Agency states it was a ‘misunderstanding’ to say that transmission by people without symptoms is rare
TUESDAY, June 9, 2020 (HealthDay News) — A claim that transmission of the COVID-19-causing coronavirus by people without symptoms is “very rare” was quickly reversed by the World Health Organization.
That assertion was made Monday at a media briefing by WHO official Maria Van Kerkhove, M.D. On Tuesday, she said the statement was based on just two or three studies and that it was a “misunderstanding” to say that transmission by people without symptoms is rare, The New York Times reported. “I was just responding to a question, I wasn’t stating a policy of WHO or anything like that,” she said.

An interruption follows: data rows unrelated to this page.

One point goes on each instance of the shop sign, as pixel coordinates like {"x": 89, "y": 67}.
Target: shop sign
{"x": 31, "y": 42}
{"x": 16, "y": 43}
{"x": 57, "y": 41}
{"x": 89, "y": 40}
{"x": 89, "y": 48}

The WHO was criticized for causing confusion about such an important public health issue. “All of the best evidence suggests that people without symptoms can and do readily spread severe acute respiratory syndrome coronavirus 2, the virus that causes COVID-19,” according to a statement released Tuesday by scientists at the Harvard Global Health Institute, The Times reported. “Communicating preliminary data about key aspects of the coronavirus without much context can have tremendous negative impact on how the public and policy makers respond to the pandemic,” the statement warned.
A study published in April suggested that people who have the new coronavirus are most infectious about two days before symptoms appear and estimated that 44 percent of new infections are a result of transmission from people without symptoms, The Times reported.